According to this article, scientists say dogs view us as family, which would explain Dot eating when we eat and waiting until everyone is safe in bed until she sleeps. Dogs depend on us now more than their own species for affection and protection.
This article outlines a study which shows dogs recognize their owners. When dogs were presented with the scent their owner, a stranger, a dog they knew, a dog they never met, and their own scent, the only scent that activated the caudate nucleus was that of their owner. The caudate nucleus is the part of the brain that reacts to familiar stimulants. I deduce the reason why dogs were able to recognize their owners but not a dog they met before is most likely due to the fact that dogs are around their owners far more often than the neighbor’s dog or a dog they met at the park, and so the dog would react more strongly to their owners than that dog. Think of it like eating a food you grew up on and a food you had for the first time last week. Despite having ate both foods before, you would be able to recognize the food you ate throughout childhood due to repeated exposure.
So dogs rely on us and recognize our scent, but I feel like that may not be enough to prove they love us.
Dr. Paul Zak references a few studies that show dogs and their owners release oxytocin when interacting, which he also states a way to measure love in mammals is to measure the oxytocin released during different interactions.
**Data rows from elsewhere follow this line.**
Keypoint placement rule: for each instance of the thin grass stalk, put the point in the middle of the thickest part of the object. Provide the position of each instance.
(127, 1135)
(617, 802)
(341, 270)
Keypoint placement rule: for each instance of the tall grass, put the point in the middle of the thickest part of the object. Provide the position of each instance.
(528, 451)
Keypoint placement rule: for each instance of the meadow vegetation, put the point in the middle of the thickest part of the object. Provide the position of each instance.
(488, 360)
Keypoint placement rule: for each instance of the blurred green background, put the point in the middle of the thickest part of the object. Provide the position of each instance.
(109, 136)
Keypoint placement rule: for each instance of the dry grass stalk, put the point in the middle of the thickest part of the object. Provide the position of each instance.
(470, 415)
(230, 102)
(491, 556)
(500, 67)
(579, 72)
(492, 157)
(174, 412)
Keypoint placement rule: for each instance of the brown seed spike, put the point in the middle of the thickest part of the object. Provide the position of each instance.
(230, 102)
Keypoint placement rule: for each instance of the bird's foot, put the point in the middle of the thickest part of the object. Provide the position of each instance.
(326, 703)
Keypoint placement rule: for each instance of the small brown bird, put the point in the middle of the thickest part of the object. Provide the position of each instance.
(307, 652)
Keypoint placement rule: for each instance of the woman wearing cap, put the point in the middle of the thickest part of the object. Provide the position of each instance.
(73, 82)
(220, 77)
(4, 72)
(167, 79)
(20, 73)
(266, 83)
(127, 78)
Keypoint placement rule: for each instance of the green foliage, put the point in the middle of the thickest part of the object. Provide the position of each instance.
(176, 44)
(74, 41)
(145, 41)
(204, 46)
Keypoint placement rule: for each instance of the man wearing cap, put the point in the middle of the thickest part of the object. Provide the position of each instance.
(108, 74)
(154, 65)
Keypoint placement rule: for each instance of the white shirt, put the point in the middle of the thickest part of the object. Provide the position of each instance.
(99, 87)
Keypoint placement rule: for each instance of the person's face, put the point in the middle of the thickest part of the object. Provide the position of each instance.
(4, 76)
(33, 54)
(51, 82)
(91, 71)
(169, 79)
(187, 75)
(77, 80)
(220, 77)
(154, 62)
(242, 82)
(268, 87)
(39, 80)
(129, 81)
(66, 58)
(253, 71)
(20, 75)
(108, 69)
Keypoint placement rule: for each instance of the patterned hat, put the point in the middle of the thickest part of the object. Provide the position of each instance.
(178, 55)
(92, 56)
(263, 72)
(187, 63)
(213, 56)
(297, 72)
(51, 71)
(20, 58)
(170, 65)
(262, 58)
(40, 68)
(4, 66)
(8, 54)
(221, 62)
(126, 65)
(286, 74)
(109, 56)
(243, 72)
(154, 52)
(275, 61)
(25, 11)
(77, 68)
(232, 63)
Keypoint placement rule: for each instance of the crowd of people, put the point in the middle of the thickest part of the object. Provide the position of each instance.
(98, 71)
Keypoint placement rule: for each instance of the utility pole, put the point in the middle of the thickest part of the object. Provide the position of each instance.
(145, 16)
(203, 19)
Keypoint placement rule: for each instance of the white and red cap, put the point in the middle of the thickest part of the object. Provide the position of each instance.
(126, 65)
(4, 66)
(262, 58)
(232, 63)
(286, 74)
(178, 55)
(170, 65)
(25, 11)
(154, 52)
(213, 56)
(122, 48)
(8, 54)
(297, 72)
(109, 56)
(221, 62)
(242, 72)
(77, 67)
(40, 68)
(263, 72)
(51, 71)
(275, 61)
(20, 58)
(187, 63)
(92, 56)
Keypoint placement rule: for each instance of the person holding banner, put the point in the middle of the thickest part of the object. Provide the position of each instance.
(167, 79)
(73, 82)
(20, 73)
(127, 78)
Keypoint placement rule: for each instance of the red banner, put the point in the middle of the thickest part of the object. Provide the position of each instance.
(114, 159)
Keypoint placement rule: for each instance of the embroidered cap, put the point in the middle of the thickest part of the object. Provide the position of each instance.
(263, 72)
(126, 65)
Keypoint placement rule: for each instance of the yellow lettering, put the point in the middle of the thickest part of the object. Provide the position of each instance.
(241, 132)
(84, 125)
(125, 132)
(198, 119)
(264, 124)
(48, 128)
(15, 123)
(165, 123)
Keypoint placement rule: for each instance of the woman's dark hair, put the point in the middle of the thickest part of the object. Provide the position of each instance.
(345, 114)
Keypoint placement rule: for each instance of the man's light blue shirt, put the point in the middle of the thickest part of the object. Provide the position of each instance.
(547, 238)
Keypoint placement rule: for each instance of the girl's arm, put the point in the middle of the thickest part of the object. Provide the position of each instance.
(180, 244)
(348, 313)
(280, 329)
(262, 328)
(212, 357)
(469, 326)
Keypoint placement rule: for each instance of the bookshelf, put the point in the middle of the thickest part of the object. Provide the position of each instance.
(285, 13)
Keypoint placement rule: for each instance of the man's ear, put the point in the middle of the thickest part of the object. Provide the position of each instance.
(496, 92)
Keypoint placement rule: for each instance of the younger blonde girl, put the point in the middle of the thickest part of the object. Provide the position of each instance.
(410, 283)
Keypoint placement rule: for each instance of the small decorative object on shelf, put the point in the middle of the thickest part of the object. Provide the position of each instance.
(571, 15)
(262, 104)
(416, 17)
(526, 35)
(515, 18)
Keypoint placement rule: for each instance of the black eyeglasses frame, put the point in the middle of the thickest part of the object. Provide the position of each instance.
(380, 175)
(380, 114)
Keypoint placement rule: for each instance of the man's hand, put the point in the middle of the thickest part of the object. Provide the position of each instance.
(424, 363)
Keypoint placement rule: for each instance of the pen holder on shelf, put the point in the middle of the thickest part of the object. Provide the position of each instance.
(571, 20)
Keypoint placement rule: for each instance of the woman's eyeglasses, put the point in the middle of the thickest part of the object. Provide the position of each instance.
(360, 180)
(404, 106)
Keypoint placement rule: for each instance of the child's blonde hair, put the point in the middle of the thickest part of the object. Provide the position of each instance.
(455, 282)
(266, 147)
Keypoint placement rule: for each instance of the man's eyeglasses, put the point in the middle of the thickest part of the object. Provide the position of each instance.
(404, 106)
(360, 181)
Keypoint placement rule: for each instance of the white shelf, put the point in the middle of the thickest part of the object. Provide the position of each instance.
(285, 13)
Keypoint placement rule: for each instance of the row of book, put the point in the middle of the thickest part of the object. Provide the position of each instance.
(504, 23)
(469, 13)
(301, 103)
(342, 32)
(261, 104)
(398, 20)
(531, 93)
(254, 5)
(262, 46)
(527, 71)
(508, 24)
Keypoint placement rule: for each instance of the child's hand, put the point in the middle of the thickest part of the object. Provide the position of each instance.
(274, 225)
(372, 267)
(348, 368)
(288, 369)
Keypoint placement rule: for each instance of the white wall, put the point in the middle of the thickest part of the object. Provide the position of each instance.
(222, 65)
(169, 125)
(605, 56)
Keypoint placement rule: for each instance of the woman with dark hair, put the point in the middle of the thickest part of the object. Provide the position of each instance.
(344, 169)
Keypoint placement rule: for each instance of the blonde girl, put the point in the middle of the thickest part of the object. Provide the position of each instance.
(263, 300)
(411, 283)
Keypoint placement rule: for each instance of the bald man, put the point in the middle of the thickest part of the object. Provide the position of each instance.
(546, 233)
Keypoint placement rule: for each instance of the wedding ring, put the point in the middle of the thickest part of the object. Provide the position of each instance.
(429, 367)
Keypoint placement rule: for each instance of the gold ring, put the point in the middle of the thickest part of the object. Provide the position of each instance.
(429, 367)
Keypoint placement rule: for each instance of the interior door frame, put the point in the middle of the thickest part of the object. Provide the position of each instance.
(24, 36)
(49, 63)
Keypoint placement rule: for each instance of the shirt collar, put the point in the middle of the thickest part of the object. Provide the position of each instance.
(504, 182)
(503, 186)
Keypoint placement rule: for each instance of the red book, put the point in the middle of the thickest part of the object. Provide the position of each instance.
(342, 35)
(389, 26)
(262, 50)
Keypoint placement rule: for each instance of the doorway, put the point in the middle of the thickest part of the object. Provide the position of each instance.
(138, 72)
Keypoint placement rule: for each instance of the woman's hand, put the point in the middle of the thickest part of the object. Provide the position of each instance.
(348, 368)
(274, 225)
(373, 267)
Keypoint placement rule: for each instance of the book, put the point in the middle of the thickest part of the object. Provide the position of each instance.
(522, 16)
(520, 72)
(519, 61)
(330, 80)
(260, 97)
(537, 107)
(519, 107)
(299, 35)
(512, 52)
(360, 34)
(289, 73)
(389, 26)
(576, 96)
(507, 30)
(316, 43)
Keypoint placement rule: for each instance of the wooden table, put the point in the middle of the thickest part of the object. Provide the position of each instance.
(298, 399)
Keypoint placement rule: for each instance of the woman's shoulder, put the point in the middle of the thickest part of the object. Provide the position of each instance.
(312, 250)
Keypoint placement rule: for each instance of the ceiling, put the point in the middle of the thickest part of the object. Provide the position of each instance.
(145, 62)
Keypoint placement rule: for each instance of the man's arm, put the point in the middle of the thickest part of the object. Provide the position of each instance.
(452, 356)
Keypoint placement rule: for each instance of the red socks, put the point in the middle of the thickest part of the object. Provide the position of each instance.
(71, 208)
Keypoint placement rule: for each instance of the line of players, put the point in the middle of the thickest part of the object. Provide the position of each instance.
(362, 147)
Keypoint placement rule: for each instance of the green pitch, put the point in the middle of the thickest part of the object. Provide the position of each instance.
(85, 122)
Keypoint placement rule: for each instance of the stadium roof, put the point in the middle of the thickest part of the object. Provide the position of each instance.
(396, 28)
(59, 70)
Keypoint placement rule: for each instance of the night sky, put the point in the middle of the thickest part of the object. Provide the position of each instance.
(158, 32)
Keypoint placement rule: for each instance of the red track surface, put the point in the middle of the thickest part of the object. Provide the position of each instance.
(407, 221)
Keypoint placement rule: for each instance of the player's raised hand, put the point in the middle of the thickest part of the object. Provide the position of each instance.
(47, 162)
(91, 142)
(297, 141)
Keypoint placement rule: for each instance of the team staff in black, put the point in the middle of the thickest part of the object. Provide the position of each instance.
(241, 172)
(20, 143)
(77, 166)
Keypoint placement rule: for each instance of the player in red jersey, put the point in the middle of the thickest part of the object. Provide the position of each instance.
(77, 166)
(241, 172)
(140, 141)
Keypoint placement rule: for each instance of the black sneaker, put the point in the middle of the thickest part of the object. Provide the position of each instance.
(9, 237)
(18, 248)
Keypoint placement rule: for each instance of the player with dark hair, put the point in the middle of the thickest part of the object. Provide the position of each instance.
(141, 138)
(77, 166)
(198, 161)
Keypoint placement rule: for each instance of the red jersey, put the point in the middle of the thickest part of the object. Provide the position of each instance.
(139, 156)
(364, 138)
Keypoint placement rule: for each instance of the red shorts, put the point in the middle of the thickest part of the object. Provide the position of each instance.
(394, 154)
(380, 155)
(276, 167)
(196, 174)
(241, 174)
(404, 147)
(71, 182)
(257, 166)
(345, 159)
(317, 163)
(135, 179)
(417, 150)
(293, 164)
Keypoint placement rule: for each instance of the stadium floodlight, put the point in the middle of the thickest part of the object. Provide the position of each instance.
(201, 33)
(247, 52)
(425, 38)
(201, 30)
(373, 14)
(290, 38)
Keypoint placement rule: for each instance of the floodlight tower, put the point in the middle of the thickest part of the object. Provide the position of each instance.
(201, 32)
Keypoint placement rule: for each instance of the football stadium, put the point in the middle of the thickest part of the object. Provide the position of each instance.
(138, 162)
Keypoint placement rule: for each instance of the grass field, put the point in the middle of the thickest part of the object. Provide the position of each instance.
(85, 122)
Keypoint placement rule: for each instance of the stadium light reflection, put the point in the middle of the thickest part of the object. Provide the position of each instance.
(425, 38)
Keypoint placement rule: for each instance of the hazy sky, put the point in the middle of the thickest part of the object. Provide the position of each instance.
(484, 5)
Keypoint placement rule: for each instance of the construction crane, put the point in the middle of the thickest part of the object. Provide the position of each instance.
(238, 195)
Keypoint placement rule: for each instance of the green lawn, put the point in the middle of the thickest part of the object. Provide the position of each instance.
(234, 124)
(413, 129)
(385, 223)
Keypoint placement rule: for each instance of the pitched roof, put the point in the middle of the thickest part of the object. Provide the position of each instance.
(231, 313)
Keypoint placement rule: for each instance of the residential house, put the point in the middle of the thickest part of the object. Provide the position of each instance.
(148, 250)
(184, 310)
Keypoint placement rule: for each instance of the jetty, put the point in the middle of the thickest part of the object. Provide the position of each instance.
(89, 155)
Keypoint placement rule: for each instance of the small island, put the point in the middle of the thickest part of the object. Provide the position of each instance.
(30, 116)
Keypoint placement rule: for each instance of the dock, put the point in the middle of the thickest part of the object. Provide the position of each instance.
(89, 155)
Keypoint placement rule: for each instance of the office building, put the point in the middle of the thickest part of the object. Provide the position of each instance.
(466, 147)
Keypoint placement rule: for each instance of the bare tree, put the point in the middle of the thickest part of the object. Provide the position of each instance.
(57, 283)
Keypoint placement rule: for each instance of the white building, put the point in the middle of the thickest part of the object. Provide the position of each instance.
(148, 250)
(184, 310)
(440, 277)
This article outlines the functionality of ocytocin, and defines the hormone as a neurotransmitter often associated with love, and is released during physical activities such as hugging, cuddling, sex, and breastfeeding. The hormone allows us to trust others and form bonds, as well as relax and reduce anxiety.
So by this, we can deduce that we have a mutual relationship of trust and relaxation when cuddling with our puppies. That peaceful feeling I get when Dot gives me kisses and falls asleep with her chin resting on my knee as she waits for me to finish work, I can now confidently say Dot most likely feels the same way when I pet and hold her.